English Language & Usage Asked on March 4, 2021

I don’t understand the part in italic. I’d appreciate some clarification on this.

When
Lewes turns, in a rather whimsical way, to specific writers,
he can only discern the combinations of Sentiment and Observation
that he has already decided are feminine traits: the signs of gentility, domesticity, and breeding that the title of his article implies. For Lewes, as for other Victorian critics, women of genius did not require a modification in sexual theory; the apparent exception was readily seen to be charmingly and ineffectually disguising her true womanhood.

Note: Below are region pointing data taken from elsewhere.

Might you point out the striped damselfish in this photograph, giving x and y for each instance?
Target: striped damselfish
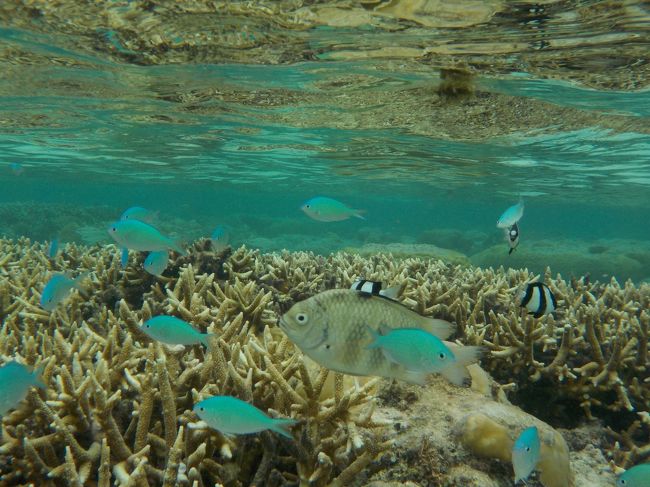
(538, 299)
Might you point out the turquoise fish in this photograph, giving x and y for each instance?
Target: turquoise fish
(525, 453)
(512, 215)
(156, 262)
(637, 476)
(15, 381)
(174, 331)
(233, 416)
(57, 288)
(139, 213)
(137, 235)
(419, 351)
(326, 209)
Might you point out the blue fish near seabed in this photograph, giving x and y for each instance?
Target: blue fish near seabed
(57, 288)
(637, 476)
(15, 382)
(512, 215)
(174, 331)
(156, 262)
(525, 453)
(233, 416)
(326, 209)
(421, 352)
(137, 235)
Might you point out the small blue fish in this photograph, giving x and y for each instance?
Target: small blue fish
(232, 416)
(137, 235)
(174, 331)
(15, 381)
(637, 476)
(422, 352)
(57, 288)
(512, 215)
(326, 209)
(220, 238)
(156, 262)
(525, 453)
(124, 258)
(139, 213)
(53, 248)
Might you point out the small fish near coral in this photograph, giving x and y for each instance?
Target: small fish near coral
(15, 381)
(525, 453)
(637, 476)
(174, 331)
(332, 328)
(421, 352)
(326, 209)
(538, 299)
(512, 215)
(57, 288)
(233, 416)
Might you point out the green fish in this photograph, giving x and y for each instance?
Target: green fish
(637, 476)
(137, 235)
(174, 331)
(15, 381)
(233, 416)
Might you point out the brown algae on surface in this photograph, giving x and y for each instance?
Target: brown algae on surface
(118, 406)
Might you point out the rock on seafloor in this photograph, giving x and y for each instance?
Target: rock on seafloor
(440, 431)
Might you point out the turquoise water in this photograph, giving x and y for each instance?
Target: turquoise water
(247, 144)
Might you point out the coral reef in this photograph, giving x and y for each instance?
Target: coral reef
(118, 406)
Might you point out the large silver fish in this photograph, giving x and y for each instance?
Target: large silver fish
(334, 329)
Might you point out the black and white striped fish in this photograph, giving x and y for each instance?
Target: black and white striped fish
(373, 288)
(538, 299)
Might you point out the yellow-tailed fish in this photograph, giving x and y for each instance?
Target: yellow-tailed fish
(333, 328)
(15, 381)
(174, 331)
(420, 351)
(57, 288)
(233, 416)
(137, 235)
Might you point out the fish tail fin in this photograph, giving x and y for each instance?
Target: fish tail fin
(281, 426)
(457, 372)
(440, 328)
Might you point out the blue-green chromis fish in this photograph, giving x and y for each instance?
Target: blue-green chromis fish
(326, 209)
(637, 476)
(15, 381)
(57, 288)
(137, 235)
(525, 453)
(156, 262)
(174, 331)
(232, 416)
(420, 351)
(139, 213)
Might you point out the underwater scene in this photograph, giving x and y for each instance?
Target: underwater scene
(325, 243)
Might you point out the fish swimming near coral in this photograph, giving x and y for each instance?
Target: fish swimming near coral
(220, 238)
(137, 235)
(174, 331)
(326, 209)
(525, 453)
(332, 328)
(233, 416)
(637, 476)
(15, 381)
(538, 299)
(57, 288)
(512, 235)
(420, 351)
(156, 262)
(512, 215)
(139, 213)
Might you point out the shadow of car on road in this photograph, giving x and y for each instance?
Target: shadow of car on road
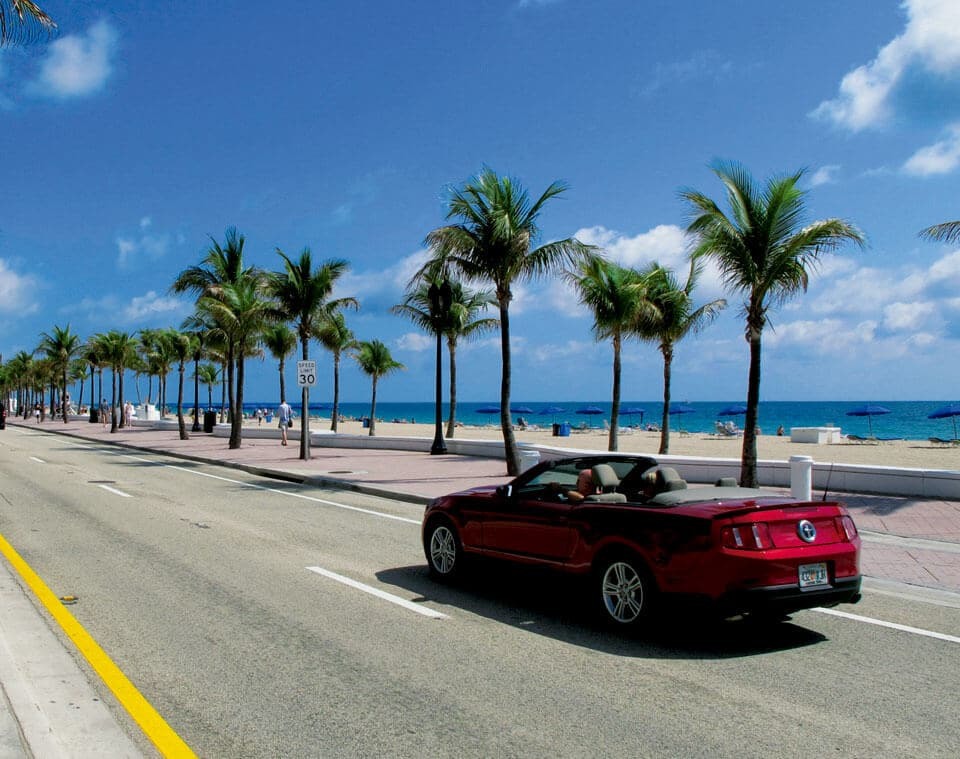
(558, 607)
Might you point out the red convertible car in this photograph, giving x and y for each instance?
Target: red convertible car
(644, 538)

Link to the original text:
https://www.encyclopedia.com/social-sciences/encyclopedias-almanacs-transcripts-and-maps/womens-literature-19th-century-british-women-writers

2 Answers

In Victorian times, attitudes to British women were oppressively and distortingly stereotypical:

During the reign of Queen Victoria, a woman's place was in the home, as domesticity and motherhood were considered by society at large to be a sufficient emotional fulfilment for females. These constructs kept women far away from the public sphere in most ways

bbc history

To maintain such attitudes in the face of the reality that some women could write, paint, be scientists, organise, run businesses and all other activities of intellectual competence, some men (and indeed, some women) erected fallacious conceptual frameworks of belief that reinforced the domestic stereotype by only acknowledging these other abilities as mere decoration on the central and definitive fixed idea of domestic womanhood. Thus Lewes, while admitting to the genius of a woman in respect of literature, sidelines it as a merely delightful diversion and unsuccessful cover for her true nature (as already immutably defined by Lewes). Essentially, these foolish men defined a woman of ability or genius in their own stereotypical terms and then dismissed any evidence to the contrary by placing it in a separate part of their minds.

Answered by Anton on March 4, 2021

I think the key words are "charmingly" and "ineffectually." This suggests a very patronizing attitude toward women of genius: that is to say, perhaps, how adorable it is that these women are trying to behave like men. That's how I would interpret it, anyway.